Pour contrer la diffusion de messages haineux sur le net, faut-il exiger des internautes qu’ils fournissent une pièce d’identité au moment de l’inscription à un réseau social ? Pour le député Éric Ciotti, cela ne fait aucun doute. Il vient d’ailleurs de déposer un amendement à la proposition de loi contre la cyberhaine, l’un des grands chantiers de 2020 en matière de numérique.
Repéré par la journaliste Elsa Trujillo, l’amendement argue que la transmission d’une copie de la carte nationale d’identité (ou du passeport ou du permis de conduire) permet de rendre « identifiable immédiatement » un internaute qui tiendrait des propos sortant du champ de la liberté d’expression. Ce document devrait être remis au moment où le compte est ouvert sur une quelconque plateforme.
Par ailleurs, l’amendement tient aussi de soumettre les internautes à une « déclaration de responsabilité pour les propos [qu’ils tiennent] », obligatoire pour finaliser une inscription, de manière à ce qu’ils soient entièrement responsables des contenus qu’ils publient.

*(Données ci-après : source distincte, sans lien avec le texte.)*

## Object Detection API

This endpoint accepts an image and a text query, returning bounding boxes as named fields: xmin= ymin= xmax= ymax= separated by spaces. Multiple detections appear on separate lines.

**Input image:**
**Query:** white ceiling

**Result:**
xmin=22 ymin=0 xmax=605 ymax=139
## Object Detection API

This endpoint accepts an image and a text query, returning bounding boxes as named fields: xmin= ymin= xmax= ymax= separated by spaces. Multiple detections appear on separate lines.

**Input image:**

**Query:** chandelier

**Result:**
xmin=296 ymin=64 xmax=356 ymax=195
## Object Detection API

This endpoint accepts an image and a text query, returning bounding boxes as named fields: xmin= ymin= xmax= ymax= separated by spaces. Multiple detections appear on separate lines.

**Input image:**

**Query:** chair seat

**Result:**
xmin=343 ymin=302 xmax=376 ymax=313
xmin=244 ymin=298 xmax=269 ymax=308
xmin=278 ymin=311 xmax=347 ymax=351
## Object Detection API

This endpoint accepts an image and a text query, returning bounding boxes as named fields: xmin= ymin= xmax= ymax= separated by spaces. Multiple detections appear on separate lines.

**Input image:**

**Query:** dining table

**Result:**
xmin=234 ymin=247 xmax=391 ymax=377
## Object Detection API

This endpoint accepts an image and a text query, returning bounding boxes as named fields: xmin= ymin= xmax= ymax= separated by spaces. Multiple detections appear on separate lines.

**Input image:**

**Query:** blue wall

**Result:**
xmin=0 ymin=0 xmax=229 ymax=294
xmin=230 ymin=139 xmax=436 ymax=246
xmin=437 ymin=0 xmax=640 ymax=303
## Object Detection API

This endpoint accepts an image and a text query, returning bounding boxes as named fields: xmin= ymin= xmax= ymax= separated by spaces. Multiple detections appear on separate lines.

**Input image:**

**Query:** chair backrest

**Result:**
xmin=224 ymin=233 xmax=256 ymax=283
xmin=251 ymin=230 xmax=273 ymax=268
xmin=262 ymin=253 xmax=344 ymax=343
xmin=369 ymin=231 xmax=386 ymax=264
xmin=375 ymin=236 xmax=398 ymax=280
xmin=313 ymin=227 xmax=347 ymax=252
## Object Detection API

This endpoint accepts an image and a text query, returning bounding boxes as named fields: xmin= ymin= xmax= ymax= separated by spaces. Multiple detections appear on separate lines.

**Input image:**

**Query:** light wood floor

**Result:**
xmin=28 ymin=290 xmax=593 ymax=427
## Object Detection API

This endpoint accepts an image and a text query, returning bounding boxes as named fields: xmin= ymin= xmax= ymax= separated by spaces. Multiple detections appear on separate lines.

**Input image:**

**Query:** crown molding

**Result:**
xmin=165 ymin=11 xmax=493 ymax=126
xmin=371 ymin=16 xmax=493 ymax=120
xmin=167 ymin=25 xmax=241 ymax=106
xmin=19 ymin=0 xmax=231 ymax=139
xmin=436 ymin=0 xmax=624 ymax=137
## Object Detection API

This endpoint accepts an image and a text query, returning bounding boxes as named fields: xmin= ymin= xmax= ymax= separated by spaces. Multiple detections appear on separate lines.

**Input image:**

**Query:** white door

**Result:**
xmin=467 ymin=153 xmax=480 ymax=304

Pour l’élu, cela doit inciter les individus à tourner sept fois leur langue dans leur bouche avant de prendre la parole en public.
Les gros sites visés
L’amendement ne concernerait pas l’ensemble des opérateurs de plateforme en ligne : seuls ceux dépassant un certain « seuil de nombre de connexions », défini par décret, seraient concernés. L’exposé des motifs en cite deux : Facebook et Twitter. Mais d’autres plateformes, comme YouTube, Instagram (filiale de Facebook) et LinkedIn (filiale de Microsoft), devraient aussi être impactées.
Si l’exposé des motifs n’évoque que le cas de l’inscription, la modification législative que propose le parlementaire concerne a priori aussi les internautes déjà inscrits, puisqu’il est demandé aux sites soumis à l’obligation de faire une telle vérification pour « chaque utilisateur souhaitant accéder à leurs services ». Sans cela, il pourrait être impossible de continuer à utiliser Facebook ou Twitter en France.
Une idée déjà soumise en 2016
L’amendement, dont le devenir législatif est incertain (il est précisé que la recevabilité de cette modification de la proposition de loi reste à déterminer), reste néanmoins vague sur un certain nombre de questions soulevées par l’objectif poursuivi : quid, par exemple, de la sécurisation de ces documents officiels, par nature sensibles ? Par ailleurs, combien de temps ces éléments seraient-ils conservés ?
Paradoxalement, la mesure pourrait avoir l’inconvénient de pousser des internautes à ne plus apparaître comme français ou se connectant depuis la France. Pour celles et ceux ne voulant pas transmettre de tels fichiers (bien que sur des réseaux sociaux les internautes dévoilent déjà, de fait, beaucoup de choses sur eux-mêmes, mais aussi sur les interactions qu’ils ont), la solution pourrait être de passer par un VPN.
Autant de questions et d’hypothèses qui se dissiperont peut-être d’elles-mêmes, dans la mesure où l’amendement a des chances d’être retoqué par l’Assemblée nationale. Peut-être alors Éric Ciotti retentera-t-il de soumettre sa proposition dans quelques années. Après tout, l’élu des Alpes-Maritimes avait déjà essayé de faire voter une telle idée en 2016, à l’époque au nom de la lutte antiterroriste.